As a faith community we are sustained and nurtured by the sacrificial love experienced in Calvary.  The  experience of  this love is very  special  because this love flows within  a context of violence, hatred, rejection, torture, manipulation,  etc.,  However, the  response of the Cross   is  grounded in non-violence and love. The Cross event signifies that there was a conscious and  deliberate rejection of  the use of violence by our Lord Jesus Christ.  This enabled the Cross to transform and  affirm life in it’s fullness and  to reach out to everyone.

Biblically, violence is sin.  God hates violence. There is no compromise on this. Violence from any quarter or agency  cannot finally create a social climate where fear, suspicion  and hatred are done away with.  One who takes the sword ends with the sword.

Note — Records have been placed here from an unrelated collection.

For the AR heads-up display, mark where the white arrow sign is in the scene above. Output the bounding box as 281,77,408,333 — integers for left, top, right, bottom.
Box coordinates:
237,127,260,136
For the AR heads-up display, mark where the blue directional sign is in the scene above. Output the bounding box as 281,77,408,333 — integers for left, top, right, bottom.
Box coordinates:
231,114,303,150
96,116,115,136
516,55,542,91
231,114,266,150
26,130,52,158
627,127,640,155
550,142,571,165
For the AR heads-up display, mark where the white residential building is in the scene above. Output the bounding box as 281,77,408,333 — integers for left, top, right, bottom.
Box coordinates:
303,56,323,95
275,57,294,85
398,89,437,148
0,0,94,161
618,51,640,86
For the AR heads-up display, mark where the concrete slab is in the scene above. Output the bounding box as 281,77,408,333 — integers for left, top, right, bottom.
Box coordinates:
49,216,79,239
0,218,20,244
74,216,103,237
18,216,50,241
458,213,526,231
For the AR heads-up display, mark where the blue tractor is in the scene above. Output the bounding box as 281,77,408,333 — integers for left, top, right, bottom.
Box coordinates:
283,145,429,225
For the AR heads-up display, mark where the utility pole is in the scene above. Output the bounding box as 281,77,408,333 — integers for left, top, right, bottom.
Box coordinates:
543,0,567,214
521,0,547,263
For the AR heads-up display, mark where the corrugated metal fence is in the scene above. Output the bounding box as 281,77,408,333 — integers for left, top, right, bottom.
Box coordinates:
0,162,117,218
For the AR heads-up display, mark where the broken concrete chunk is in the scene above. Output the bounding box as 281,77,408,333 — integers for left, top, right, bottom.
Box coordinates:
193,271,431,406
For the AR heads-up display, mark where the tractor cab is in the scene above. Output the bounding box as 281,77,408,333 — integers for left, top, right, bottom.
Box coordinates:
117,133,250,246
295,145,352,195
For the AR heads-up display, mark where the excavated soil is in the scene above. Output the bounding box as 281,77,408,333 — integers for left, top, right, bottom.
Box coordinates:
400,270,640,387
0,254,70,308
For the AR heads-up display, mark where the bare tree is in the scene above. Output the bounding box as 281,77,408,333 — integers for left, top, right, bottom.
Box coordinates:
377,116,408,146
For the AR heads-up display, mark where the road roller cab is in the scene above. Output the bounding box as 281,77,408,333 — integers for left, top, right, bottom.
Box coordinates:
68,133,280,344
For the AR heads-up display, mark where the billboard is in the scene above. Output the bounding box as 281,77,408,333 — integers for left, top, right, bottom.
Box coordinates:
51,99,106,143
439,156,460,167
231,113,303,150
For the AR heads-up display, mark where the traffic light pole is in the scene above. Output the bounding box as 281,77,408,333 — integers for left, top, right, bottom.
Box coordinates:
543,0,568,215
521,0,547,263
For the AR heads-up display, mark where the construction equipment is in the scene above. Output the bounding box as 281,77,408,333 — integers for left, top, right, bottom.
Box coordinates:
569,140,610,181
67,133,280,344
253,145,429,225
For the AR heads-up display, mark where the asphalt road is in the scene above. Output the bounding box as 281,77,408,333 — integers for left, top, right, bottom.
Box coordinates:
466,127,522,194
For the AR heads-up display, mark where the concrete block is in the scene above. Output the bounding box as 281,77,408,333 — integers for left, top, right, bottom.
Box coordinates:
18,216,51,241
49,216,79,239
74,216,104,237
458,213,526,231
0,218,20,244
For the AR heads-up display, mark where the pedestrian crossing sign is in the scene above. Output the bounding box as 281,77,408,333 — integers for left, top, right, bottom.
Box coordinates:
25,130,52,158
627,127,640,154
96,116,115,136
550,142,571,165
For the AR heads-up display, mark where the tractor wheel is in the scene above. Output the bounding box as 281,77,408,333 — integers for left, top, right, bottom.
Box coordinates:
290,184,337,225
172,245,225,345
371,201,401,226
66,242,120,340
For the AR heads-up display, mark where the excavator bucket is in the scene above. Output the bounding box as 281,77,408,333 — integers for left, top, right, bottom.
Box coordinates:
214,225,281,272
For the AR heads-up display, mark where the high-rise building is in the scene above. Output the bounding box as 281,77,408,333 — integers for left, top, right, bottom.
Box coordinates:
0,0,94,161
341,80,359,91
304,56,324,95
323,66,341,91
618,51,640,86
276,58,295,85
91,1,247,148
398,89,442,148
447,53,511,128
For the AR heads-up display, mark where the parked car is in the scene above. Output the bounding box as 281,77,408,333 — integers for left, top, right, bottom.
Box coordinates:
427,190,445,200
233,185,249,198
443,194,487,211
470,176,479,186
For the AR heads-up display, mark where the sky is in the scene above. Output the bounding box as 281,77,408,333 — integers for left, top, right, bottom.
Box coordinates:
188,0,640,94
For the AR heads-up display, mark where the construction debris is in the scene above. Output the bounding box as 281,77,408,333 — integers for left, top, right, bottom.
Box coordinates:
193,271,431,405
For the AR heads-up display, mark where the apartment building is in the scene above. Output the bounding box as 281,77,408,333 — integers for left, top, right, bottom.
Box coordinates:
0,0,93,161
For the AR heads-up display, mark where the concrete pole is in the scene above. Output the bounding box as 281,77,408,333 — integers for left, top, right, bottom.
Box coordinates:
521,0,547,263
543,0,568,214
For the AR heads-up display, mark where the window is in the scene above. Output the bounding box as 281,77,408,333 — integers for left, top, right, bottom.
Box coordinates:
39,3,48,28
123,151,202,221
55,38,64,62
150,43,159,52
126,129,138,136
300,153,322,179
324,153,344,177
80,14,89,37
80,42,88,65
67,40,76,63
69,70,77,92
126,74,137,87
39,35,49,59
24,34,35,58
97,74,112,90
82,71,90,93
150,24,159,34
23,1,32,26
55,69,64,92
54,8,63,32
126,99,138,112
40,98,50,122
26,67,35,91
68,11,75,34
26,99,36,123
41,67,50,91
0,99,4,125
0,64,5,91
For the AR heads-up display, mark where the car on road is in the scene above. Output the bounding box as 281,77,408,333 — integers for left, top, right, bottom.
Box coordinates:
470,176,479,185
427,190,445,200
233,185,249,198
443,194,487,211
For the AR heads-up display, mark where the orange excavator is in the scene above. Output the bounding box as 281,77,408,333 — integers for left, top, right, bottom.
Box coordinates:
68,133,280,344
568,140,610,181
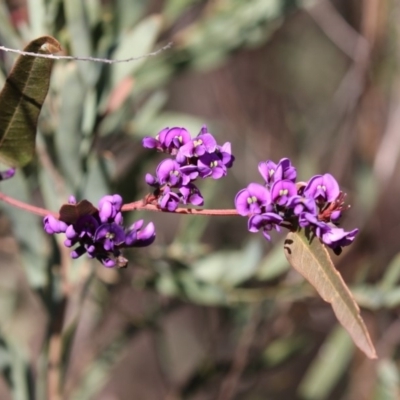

According to the Bible violence is a manifestation of Sin, producing   anger and hatred between people (even  between brothers in the same family as in the  story of Cain and Abel).  It leads to murder, alienation and separation and finally denies the moral responsibility you have for the safety, security and welfare of your immediate neighbour

(am I my brother’s keeper?). That is where relationships break down, as  fear,  suspicion and hatred sets in. That is  all that  violence can finally achieve.  We have experienced this in our own context during the past three decades.   It is a vicious circle.

Unfortunately, amidst acute social contradictions there are those who talk of just violence. Under the shadow of the Cross of Calvary which is immersed in unconditional and sacrificial love, violence can never become redemptive or liberative.

According to Walter Wink “the myth of redemptive violence speaks for God.  It does not listen for God to speak.   It misappropriates the language, symbols and scriptures of Christianity.    It’s God is a tribal  fortress.  It’s symbol is not the Cross but the Cross of a gun.  It’s offer is not forgiveness but victory.  It’s good news is not the  unconditional love of enemies but their final elimination.    It usurps the revelation of  God’s purpose for humanity in Jesus.  It is blasphemous.  It is idolatrous.”

The Bible affirms this.  Our subjective experiences in the past three decades of all kinds of violence reinforces this. Violence  has no place in the purpose of God.  As a faith community  our primary task is to expose the myth of redemptive violence of any form.

As people called Methodists we need to respond to this challenge by using non-violence as an instrument to resolve all human tensions and problems. As a Church, we need to decide and take decisive action to say ‘NO’ to all forms of violence. That is a primary mandate of our transformative role in Sri Lanka to-day.